Avec If, l’auteure Ghislaine Meunier Tardif complète sa trilogie dans laquelle elle explore la possibilité de l’amour chez les personnes du bel âge. Se développant tel un road movie, le ton de ce troisième et dernier volet est à mi-chemin entre la confidence et l’aventure. Rencontre avec la romancière ahuntsicoise.

«Dans le fond, ma trilogie est un prétexte pour parler des vieux», confie d’emblée Mme Meunier-Tardif, affirmant au passage qu’elle n’aime pas l’expression «aînés». «J’ai voulu aborder avec cette série le tabou typiquement américain de l’intergénérationalité et, à plus forte raison, revoir la dichtomie entre les jeunes et les vieux», ajoute-t-elle.
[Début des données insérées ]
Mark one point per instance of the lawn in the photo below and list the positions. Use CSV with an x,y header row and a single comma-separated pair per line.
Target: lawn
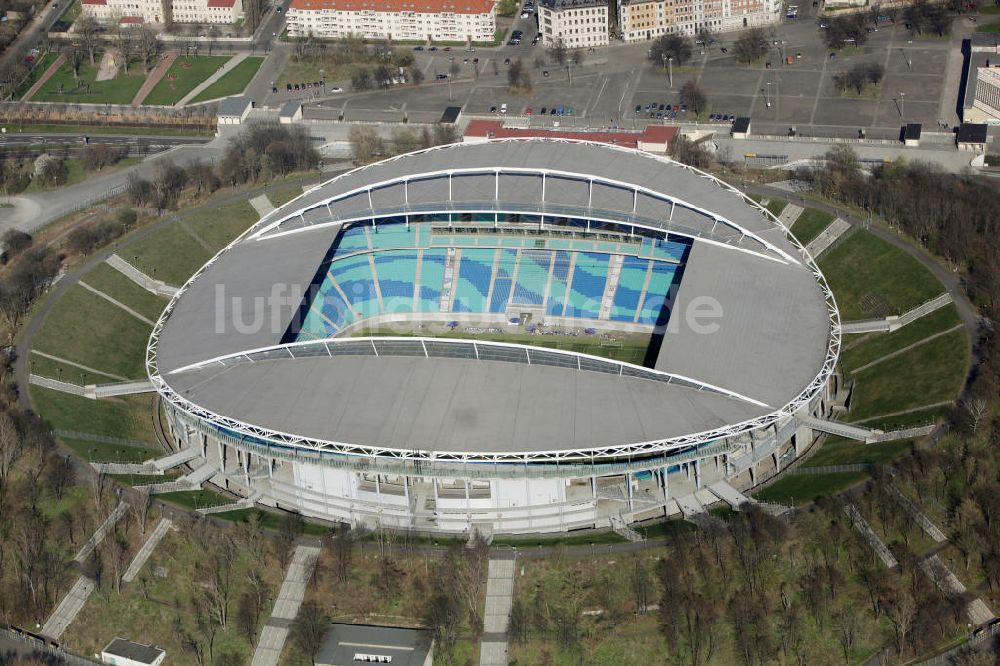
x,y
119,287
872,278
876,345
119,90
933,372
802,488
269,520
776,206
195,499
87,329
105,452
184,75
41,66
171,254
126,417
218,227
233,82
811,224
849,452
If met en scène la même héroïne que dans les deux premiers chapitres, Écarlate et Coup de soleil. Elle, une septuagénaire en quête de volupté et d’amitiés amoureuses, y décide de partir visiter l’ouest américain en véhicule motorisé avec un compagnon mal assortit choisi lors un étonnant concours. Paysages, mésaventures parfois cocasses et tensions de toutes sortes uniront, sur fond d’américanité, les deux voyageurs dans une épopée comme on en lit peu: où deux personnages d’un certain âge recherchent une parcelle d’amour dans l’ici et maintenant

Le principe de l’amour multiplicateur

«Au moment où j’écrivais Écarlate, j’avais déjà commencé à m’intéresser au principe de l’amour multiplicateur. Étonnamment, c’est en discutant avec mes petits-enfants que j’en ai appris le plus sur cette idée, comme si pour eux, c’était à la base de leur conception des relations», indique Mme Meunier-Tardif. Cette idée, qu’elle a d’ailleurs mûrie avec le Dr. Jean Mailhot, rompt avec la conception nucléaire de l’amour fondé sur le couple et entend embrasser une vision plus large des relations d’affections. «On aime toute notre vie, mais on aime de toutes sortes de façons», affirme l’auteur.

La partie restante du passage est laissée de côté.